“You’ll not change topics on me, James Graham,” Tom scolded, huffing down the hill after his friend. “What say you, bring the lass? To Aberdeen? Are you mad? You’re off to wage war on the”— his voice shifted into a panicked whisper—"on the king! And then there’s the Campbell to treat with.”
“Now you’re the one fashed, dear Tom.” James squatted, studying the curve of the ground. “I’ll not be waging a war, exactly. We’re just off to . . . capture the king’s attention.” He stood and deliberately drew his club back to swing. “Inspire him to a bit of sense, aye? If he’s a wise man, he’ll listen. Ha!” he shouted, finishing his stroke. “A braw shot!”
Not waiting for his companion, James was off again across the fairway.
“But . . . och! Confounded game!” Tom cursed, fumbling his shot in his haste. “I’ll ask you again, man,” he pressed. “What do you plan if the men of Aberdeen have no mind for protesting their king? ”
“Then, Tom,” he declared, stopping short to address his friend, “that is when you and I shall talk of war.
“As for Archibald Campbell,” James added, turning to amble leisurely toward his ball, “he’ll stand with us. The Campbell has vexed me in the past, and his days of mischief making are surely far from over. But mark me, he will place his name on our Covenant. ” He sneered. “That lout won’t miss an opportunity to wave his pistol about in a skirmish, anyone’s skirmish.”
“What of the lass, James? The only gentlewoman on the road with a troop of men! Is her presence truly necessary?”
“Aye,” James replied, “if I’m to get her back home, the secret lies with an errant friar who, I’m told, is to be found at the abbey in Aberdeen.”
Tom’s brow furrowed. “So you persist in this fantasy that she’s a traveler from another time?”
“Observe her for yourself, my good man.” James beamed. “For here comes my bonny riddle now.”
Magda was briskly making her way toward them across the green, with James’s sister Margaret trotting a few paces behind, her red face contorted with effort.
James’s blithe humor faded and sharpened into something more intent, his eyes narrowing in rapt attention to take in the sight of the approaching woman.
And a sight she was. Light glinted off Magda’s hair, flowing loose and smooth behind her like molten metal, the sun igniting the dark russet into bright sparks of copper and burnt orange.
An unexpected hunger drove to his core, and James wondered what it would be like to tangle his fingers in that red hair and bring her mouth to his. Would she maintain that veneer of propriety and stiffen in his arms? Or would she meld to him with a fire to match the challenge that burned bright in her green eyes?

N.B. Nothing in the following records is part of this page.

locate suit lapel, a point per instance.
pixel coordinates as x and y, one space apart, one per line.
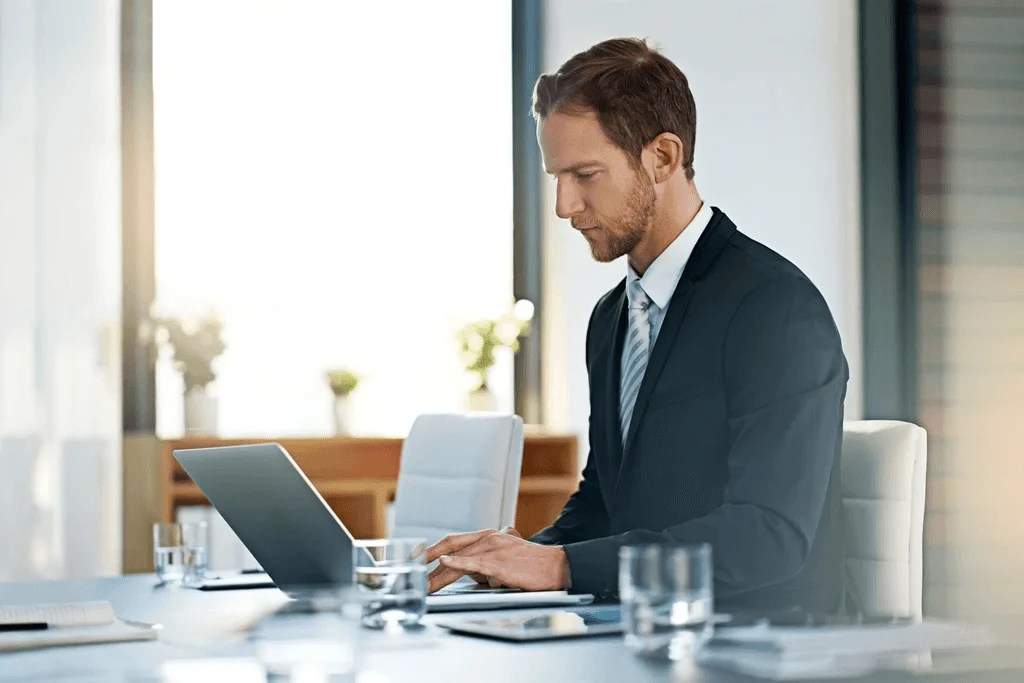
705 252
666 338
614 432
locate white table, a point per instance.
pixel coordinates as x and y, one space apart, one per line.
200 624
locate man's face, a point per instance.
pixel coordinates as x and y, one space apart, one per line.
604 196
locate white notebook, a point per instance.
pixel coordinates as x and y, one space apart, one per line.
70 624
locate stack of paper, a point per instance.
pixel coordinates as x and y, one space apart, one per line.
836 651
73 624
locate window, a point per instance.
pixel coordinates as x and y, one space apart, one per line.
335 180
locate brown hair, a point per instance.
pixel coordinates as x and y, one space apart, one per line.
636 92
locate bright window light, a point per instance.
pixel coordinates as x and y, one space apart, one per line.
335 180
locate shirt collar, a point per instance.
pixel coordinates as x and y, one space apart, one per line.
662 278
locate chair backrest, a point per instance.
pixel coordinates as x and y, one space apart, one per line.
459 473
883 480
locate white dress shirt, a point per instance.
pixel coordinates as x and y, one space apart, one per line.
663 275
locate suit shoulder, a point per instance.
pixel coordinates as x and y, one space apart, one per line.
761 260
759 274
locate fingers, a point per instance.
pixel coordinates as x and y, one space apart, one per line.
468 564
442 577
455 543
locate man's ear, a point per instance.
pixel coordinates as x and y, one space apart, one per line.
667 153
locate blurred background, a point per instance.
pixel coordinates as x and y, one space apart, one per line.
258 219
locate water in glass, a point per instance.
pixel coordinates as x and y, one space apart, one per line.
391 582
667 599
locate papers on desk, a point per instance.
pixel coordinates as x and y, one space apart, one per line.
72 624
835 651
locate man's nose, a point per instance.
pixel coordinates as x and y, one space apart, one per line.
567 202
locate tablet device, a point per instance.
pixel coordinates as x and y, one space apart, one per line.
549 625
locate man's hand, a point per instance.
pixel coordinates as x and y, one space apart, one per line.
499 558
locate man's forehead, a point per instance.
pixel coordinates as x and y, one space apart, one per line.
568 140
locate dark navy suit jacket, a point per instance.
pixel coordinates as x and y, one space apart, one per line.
735 434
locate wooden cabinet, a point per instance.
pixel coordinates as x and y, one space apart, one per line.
357 477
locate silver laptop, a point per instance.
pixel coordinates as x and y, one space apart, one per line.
295 536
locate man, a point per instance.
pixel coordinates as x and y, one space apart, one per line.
717 376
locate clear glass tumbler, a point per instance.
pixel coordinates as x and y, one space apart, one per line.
390 578
179 552
667 598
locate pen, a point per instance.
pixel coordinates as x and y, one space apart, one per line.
31 626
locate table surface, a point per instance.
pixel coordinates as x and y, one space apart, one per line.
203 625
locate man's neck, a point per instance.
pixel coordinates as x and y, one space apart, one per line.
669 223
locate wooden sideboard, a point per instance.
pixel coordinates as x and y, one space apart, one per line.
357 476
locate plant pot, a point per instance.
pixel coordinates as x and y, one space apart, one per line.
482 400
343 415
201 412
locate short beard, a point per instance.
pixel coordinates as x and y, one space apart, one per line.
631 225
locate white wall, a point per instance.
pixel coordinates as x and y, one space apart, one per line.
775 84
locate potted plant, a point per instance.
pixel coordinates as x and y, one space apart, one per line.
480 339
196 344
343 382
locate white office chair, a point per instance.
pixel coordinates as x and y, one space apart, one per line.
883 482
459 473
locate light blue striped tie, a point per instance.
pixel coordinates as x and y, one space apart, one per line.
635 352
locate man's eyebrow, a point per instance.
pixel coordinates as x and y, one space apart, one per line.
576 167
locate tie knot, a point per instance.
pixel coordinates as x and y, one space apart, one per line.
637 297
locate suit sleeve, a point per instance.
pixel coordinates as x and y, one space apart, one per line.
584 516
785 381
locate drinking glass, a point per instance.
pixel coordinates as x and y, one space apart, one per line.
179 552
390 578
667 598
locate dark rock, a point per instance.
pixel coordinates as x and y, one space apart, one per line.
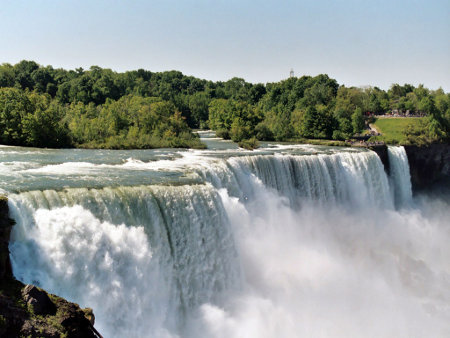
382 153
429 166
28 311
5 230
39 300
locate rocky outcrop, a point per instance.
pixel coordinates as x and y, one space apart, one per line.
28 311
5 230
382 153
429 165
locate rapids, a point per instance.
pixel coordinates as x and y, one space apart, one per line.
287 241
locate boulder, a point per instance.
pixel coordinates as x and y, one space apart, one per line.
39 300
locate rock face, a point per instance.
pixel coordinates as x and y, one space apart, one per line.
5 230
28 311
38 300
429 165
382 153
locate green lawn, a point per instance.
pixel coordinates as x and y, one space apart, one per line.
393 128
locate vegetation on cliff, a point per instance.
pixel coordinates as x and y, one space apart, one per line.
42 106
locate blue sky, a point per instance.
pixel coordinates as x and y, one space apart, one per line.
358 43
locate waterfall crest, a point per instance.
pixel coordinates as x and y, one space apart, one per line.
259 247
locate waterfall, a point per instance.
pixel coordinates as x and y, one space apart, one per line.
400 176
142 256
262 246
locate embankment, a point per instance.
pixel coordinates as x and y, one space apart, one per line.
28 311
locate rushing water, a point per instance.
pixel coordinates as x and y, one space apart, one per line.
287 241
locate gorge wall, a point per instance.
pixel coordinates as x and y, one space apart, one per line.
429 165
28 311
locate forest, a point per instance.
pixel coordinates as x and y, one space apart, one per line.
42 106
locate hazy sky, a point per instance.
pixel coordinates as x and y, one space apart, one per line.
357 42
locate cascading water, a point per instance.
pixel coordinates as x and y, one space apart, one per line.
278 244
400 176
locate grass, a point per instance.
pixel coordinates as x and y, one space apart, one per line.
393 129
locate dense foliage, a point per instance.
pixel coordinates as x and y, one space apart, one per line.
43 106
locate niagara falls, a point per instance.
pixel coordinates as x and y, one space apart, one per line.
284 241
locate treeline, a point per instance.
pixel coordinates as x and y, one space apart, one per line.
43 106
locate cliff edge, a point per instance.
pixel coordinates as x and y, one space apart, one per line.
28 311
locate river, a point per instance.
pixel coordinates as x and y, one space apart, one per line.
285 241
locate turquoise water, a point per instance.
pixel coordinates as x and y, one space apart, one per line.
286 241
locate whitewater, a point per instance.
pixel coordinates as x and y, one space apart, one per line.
287 241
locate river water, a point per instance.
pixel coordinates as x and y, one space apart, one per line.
285 241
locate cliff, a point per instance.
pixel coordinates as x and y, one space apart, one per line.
429 166
28 311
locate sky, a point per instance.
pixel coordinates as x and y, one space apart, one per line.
359 43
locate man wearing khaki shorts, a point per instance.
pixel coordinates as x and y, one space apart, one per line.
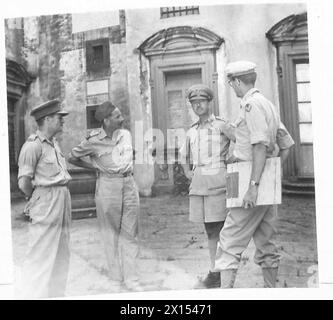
207 143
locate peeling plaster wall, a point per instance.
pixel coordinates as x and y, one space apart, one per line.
243 27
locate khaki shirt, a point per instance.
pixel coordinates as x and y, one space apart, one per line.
208 145
107 155
42 161
259 122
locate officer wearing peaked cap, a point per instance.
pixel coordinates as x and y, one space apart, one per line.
207 144
117 199
43 177
259 134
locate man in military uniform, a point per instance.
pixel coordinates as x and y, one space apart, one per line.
117 200
258 132
43 177
207 144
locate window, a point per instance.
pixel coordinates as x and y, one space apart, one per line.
92 122
168 12
97 55
304 102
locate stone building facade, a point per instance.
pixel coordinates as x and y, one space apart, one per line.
144 61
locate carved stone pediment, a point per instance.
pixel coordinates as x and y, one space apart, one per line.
291 29
180 39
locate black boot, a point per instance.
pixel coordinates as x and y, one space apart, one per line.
212 280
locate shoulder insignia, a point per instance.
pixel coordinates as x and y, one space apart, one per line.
248 107
92 133
32 137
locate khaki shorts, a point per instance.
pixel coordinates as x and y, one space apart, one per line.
208 208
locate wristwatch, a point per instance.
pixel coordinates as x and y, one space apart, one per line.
254 183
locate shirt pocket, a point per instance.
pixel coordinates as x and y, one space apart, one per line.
50 166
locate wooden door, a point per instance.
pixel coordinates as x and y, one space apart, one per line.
303 121
179 110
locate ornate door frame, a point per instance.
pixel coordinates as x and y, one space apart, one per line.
290 37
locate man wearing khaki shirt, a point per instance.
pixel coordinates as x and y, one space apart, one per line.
110 151
258 132
43 177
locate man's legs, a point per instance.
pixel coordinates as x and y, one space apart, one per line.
212 280
45 240
239 227
213 234
266 252
109 207
128 242
211 210
61 266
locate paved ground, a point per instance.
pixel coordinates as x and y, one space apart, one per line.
174 250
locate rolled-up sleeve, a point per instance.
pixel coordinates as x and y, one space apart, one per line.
257 124
229 131
28 159
84 149
126 146
185 150
283 138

She had hiked the hem of her tartan dress up to accommodate her long-legged stride, and her single-minded advance only exaggerated the lithely rigid line of her posture.
James wondered at what marvels Magda kept at bay. Certainly, he mused, the more unyielding the façade, the greater the passions it hid.

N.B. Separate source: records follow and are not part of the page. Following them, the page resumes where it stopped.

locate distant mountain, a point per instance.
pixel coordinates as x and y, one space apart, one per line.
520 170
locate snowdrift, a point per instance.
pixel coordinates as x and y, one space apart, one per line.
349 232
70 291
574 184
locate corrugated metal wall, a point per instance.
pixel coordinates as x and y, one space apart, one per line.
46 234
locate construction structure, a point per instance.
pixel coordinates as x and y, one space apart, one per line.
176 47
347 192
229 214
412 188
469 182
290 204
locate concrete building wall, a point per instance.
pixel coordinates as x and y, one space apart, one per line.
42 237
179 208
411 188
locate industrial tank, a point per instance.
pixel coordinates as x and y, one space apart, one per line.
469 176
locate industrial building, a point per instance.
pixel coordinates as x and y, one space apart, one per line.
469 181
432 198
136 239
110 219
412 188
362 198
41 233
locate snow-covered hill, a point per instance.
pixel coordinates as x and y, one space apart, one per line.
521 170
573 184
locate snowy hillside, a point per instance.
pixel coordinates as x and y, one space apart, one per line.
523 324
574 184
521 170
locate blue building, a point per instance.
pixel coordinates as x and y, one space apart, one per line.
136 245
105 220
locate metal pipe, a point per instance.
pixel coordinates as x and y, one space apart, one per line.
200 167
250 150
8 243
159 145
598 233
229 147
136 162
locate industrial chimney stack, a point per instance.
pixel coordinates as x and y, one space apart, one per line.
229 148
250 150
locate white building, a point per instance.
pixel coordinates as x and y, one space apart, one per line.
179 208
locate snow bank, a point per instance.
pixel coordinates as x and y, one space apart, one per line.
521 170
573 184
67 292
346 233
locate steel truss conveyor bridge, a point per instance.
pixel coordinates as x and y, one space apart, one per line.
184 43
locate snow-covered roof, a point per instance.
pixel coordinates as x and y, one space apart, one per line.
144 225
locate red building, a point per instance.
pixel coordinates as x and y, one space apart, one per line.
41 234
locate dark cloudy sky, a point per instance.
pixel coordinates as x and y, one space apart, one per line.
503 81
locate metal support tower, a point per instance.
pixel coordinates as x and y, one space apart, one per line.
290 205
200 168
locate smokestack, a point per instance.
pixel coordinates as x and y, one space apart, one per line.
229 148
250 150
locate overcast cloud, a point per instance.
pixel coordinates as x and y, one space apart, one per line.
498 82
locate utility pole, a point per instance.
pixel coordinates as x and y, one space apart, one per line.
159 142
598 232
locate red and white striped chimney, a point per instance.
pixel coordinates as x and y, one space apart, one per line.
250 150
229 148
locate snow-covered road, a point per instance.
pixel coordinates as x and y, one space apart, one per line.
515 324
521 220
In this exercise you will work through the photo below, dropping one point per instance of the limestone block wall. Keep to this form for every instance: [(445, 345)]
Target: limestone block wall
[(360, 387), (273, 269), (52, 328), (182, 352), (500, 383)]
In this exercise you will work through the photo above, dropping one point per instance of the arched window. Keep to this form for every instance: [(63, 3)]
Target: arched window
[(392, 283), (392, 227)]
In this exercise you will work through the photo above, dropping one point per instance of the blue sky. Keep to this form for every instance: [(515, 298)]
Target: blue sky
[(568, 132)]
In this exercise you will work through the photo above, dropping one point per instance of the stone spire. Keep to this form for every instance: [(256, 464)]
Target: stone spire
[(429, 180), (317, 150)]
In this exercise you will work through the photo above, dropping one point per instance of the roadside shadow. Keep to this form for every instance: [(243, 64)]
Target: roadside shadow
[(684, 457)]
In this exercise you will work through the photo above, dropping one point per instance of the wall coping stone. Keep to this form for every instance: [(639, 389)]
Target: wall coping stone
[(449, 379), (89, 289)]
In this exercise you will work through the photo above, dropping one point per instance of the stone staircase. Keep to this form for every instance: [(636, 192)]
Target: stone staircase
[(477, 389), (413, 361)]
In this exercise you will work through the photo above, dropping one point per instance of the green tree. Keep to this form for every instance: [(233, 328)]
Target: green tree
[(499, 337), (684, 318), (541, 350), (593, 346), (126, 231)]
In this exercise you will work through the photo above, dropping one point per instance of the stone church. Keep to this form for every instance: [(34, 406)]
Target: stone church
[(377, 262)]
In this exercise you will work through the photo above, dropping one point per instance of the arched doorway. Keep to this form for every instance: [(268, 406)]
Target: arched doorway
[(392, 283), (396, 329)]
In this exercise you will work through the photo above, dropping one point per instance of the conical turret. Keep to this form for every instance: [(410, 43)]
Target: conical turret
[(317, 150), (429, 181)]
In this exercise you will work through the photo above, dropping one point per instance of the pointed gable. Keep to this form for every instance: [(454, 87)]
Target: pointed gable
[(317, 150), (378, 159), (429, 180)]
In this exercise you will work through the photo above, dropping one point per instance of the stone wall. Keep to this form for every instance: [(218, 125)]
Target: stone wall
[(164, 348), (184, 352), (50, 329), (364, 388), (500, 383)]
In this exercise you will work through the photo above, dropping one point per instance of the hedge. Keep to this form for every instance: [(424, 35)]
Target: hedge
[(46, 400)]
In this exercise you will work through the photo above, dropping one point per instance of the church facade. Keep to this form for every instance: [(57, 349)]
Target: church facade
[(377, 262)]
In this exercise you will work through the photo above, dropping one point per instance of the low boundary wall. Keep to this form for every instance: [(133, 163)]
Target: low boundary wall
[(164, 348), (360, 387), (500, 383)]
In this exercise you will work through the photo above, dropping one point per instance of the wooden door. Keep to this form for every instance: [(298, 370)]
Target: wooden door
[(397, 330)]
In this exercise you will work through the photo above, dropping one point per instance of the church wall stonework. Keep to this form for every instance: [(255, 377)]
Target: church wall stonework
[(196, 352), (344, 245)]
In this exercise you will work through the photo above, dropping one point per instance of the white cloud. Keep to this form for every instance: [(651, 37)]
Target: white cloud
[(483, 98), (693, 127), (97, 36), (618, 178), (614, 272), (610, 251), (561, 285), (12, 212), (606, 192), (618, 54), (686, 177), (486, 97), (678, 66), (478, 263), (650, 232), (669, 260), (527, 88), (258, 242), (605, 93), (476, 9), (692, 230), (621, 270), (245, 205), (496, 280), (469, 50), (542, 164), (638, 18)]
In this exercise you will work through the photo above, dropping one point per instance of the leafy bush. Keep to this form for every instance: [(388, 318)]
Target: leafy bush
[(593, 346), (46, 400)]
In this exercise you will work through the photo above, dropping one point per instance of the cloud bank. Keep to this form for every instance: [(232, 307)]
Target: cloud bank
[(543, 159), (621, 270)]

He exhaled sharply. They were soon leaving for Aberdeen, and he would keep these unbidden desires in check. He’d always been able to moderate the needs of the flesh, and now was not the time to find himself fixated on a woman.
Placing a smile on his face, he donned his own façade. The devil may care, James assured himself, but he would not.
“‘Winsome she was, as is a jolly colt,’” he recited, a sexy tease in his voice. “‘Long as a mast, and upright as a bolt.’”
“Excuse me?” Magda asked impatiently.
“‘Her mouth was as sweet as honeyed drinks,’” he added seductively, eyes lingering over Magda’s lips. "’Or—"”
“James!” Margaret reached the party in time to be scandalized by her younger brother’s impropriety. “You’ll not speak thusly!”
“What, dear sister, not a fan of Chaucer?” He winked rakishly at Magda.
Margaret merely stood there, jaw flapping wordlessly like a fish out of water.
“I’ve not had the pleasure,” Tom interjected, deflating the tension. Reaching his hand out to her, he said, “I am Thomas Sydserf, and you are clearly the lovely Magda.”
Looking a bit thrown off, she took his plump, damp hand and nodded.
“Though James has been remiss and neglected to inform me ofyoursurname.”
“I’ve been trying to extract her origins for the better part of an hour,” Margaret interrupted in a chiding voice.
“Oh. Yes, of course, I’m sorry.” She gave a small bob of her head to James’s sister. “It’s Deacon. Magdalen Deacon.”
Margaret stared, puzzled. “Is that an Irish name?”